The style of the hanging fringe differed among the Indians from tribe to tribe. For example, the Comanche tribe wore long, twisted stripes, tied in bundles. The tribes of the Great Plains preferred long straight lines. fringes, especially hanging down the sleeves to which they also added horse or human hair. Fringes worn on clothes forest tribes were shorter so that long strips did not cling anywhere in undergrowth (small shrubs, etc.).

And although initially the fringe of the Indians prevented unraveling of the seam of the fabric when the hemming was not used, and also due to religious beliefs, then after a long time it became used by the Indians and for many practical purposes.

Practical Purposes for Using Fringes



Many American sources mention the fact that that a leather fringe sewn separately to clothes served the function drainage: when along the leather and suede patches that adorned clothes, water drained faster during heavy rain and did not allow clothes to get heavy and get wet through.

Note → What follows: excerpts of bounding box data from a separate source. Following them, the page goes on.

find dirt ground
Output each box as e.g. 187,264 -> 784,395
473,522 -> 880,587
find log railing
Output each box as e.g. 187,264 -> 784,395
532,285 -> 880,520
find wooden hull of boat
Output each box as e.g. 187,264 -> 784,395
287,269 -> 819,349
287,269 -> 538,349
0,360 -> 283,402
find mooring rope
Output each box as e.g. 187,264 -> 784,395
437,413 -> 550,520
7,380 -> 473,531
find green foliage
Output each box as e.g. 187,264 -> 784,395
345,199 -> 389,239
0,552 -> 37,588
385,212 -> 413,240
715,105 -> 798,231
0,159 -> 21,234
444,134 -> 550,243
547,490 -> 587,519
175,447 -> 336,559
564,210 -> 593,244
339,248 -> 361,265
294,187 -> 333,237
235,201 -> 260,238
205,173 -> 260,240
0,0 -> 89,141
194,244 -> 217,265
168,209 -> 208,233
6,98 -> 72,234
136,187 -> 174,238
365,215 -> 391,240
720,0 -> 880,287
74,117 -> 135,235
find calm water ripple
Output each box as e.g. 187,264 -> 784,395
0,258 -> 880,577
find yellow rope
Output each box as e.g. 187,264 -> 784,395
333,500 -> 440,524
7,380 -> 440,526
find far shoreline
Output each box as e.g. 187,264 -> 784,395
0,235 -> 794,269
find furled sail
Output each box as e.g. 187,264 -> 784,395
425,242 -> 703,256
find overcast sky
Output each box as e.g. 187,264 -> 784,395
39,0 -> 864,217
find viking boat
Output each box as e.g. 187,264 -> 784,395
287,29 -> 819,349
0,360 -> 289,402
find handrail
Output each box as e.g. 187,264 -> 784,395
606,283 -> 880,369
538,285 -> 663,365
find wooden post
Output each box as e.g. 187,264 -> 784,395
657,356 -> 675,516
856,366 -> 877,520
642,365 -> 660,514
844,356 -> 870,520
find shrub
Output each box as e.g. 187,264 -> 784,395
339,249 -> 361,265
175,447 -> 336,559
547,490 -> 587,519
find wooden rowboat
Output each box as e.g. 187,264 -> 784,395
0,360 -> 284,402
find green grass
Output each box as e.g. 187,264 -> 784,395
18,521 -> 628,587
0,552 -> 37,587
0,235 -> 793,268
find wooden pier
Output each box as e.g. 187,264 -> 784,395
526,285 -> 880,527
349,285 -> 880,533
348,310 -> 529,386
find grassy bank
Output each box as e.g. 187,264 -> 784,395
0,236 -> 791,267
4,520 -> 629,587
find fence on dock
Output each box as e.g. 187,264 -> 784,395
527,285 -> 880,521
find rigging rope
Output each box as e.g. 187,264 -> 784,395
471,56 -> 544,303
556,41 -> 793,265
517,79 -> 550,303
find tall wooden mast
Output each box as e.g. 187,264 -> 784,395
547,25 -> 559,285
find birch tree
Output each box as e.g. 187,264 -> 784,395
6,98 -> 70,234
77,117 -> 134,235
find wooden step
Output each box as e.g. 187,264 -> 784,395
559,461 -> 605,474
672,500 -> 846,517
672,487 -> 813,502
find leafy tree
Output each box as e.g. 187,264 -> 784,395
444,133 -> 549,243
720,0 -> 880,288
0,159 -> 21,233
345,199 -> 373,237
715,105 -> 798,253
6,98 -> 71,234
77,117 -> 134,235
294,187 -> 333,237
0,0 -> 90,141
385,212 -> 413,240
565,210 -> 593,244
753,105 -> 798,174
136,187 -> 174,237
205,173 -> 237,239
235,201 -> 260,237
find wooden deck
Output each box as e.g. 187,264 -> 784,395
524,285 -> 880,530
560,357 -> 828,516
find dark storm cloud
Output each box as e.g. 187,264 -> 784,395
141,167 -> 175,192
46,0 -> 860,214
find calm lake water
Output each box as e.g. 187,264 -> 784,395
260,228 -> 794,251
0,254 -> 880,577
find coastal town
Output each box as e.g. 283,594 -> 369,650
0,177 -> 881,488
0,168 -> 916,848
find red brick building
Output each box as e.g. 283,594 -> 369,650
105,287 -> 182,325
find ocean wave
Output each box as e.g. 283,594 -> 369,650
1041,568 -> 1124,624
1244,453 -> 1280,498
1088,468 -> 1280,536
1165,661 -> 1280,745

Also, hanging strips of skin, the Indian could often cut off in any moment and use it to quickly repair your belongings (shoes, quiver, bow handles and covers, knife handles, fixing repairs tomahawk, fastening arrowheads to the shaft, fastenings around spearhead, straps for saddlebags and many other things, not not to mention the quick repair of clothes. In other words, wearing a fringe on Indian clothing was like wearing scotch tape, practical and comfortable.



Also, the Indians of the plains and prairies wore moccasins with a dangling with a dense brush of leather fringe on the seam at the heel and on the sides of the shoe. AND such a fringe on the shoes of the Indians also played a practical task; helped cover the traces of the Indian. The Indians usually sewed their moccasins from soft tanned skins of deer, elk or buffalo.

After the arrival of Europeans on the American continent, in just for a hundred years, Indian clothes made of buckskin with fringes will be copied by the inhabitants outback, border guards, pioneers, cowboys and many other Westerners, but purely for decorative purposes.